DSM recently showcased its BakeZyme Go Pure product during AACC International, a glucose oxidase originating from Penicillium chrysogenum that’s used for functional oxidation in bread making.
Biochemical analyses have shown that, unlike glucose oxidase originating from Aspergillus niger, DSM’s new glucose oxidase has a self-regulating mechanism to prevent high levels of hydrogen peroxide being produced during bread making. This allows for the dough to become more elastic, maintaining its extensibility and creates new opportunities to use glucose oxidase as an effective alternative to chemical oxidizers (such as ADA or bromate) or in applications such as frozen dough.

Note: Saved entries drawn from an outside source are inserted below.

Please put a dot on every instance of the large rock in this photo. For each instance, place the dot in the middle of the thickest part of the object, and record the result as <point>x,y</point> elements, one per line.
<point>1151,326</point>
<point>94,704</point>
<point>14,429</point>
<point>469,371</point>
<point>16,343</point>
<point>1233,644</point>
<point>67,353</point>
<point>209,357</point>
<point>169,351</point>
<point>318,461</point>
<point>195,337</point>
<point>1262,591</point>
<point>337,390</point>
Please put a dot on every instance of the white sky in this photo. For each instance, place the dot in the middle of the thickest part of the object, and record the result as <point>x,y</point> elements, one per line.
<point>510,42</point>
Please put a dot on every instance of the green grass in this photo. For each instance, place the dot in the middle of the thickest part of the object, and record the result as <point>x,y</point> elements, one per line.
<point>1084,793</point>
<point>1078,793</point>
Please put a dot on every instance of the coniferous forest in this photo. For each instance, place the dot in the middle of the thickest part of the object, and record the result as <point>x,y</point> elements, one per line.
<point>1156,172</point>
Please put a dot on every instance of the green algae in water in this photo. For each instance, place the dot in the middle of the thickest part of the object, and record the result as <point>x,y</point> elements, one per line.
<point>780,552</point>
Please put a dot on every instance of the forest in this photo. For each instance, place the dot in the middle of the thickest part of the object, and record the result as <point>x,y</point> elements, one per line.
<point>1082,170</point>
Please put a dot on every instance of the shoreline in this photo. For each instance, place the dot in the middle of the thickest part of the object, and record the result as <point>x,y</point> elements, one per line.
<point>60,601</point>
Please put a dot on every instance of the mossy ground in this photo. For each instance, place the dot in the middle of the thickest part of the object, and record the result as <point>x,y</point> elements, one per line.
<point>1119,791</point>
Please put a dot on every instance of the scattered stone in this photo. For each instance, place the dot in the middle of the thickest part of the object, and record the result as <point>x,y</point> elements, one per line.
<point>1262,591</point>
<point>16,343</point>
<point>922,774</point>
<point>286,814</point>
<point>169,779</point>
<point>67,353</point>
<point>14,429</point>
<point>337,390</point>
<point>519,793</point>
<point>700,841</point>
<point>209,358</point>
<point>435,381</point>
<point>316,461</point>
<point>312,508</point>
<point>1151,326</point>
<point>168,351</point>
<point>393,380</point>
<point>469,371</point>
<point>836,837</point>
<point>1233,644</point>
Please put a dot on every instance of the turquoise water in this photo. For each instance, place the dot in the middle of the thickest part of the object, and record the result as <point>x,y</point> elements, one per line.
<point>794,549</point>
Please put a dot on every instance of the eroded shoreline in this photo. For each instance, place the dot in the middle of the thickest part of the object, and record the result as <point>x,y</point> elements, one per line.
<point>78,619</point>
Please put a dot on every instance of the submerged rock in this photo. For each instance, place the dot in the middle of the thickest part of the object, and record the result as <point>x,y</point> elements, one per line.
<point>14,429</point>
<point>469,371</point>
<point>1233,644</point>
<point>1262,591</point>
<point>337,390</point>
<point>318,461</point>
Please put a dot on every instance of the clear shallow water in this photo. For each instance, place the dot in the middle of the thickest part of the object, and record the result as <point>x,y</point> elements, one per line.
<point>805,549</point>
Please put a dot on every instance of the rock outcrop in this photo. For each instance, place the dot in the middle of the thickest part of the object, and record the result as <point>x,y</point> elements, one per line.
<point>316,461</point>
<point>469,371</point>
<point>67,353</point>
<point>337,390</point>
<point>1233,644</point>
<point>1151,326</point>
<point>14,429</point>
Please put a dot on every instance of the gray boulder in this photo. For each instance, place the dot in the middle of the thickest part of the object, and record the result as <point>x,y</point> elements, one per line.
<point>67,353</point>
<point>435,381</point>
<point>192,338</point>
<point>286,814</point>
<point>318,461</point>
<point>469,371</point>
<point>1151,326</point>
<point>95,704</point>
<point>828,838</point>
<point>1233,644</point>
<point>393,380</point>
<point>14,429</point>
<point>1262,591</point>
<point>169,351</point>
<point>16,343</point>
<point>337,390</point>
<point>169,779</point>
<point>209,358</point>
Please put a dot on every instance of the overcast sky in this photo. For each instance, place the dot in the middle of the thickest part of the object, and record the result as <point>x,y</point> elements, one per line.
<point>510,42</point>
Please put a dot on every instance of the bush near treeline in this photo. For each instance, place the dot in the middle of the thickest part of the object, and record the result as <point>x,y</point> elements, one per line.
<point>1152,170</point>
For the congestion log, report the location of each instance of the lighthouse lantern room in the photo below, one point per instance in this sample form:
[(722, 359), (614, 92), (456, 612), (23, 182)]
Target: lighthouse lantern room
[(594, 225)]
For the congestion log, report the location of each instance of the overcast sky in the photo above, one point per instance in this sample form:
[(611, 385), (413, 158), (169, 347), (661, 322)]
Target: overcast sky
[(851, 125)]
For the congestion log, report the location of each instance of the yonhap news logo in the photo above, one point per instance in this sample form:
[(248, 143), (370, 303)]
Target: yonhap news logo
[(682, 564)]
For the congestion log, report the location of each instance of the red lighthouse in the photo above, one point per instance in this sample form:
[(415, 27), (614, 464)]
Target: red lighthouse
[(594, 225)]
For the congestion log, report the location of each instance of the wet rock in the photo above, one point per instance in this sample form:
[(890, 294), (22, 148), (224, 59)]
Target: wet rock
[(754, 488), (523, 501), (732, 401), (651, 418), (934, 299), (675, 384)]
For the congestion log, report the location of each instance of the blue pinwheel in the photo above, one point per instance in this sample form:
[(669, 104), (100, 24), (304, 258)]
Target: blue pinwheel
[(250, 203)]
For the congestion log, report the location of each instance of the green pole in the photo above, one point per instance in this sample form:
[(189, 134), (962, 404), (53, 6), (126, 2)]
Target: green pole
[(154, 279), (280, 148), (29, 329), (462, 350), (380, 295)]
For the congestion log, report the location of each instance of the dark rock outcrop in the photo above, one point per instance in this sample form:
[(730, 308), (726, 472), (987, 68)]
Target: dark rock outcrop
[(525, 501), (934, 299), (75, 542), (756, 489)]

Jeroen van Roon, Global Business Line Manager, Baking Enzymes, DSM Food Specialties, commented: “To meet consumer demand, bakers aim to increase the consistency, freshness and naturalness of their products, whatever the quality and availability of wheat. This requires flexible and adaptable ways to strengthen maximize flour potential.”
He adds: “Thanks to the moderate release of hydrogen peroxide, especially in the mixing stage, overoxidation of the gluten, which can cause dough to become short, is effectively prevented. The result is a highly stable, easy to mould dough that bakes into delicious final bread with improved shape and volume.”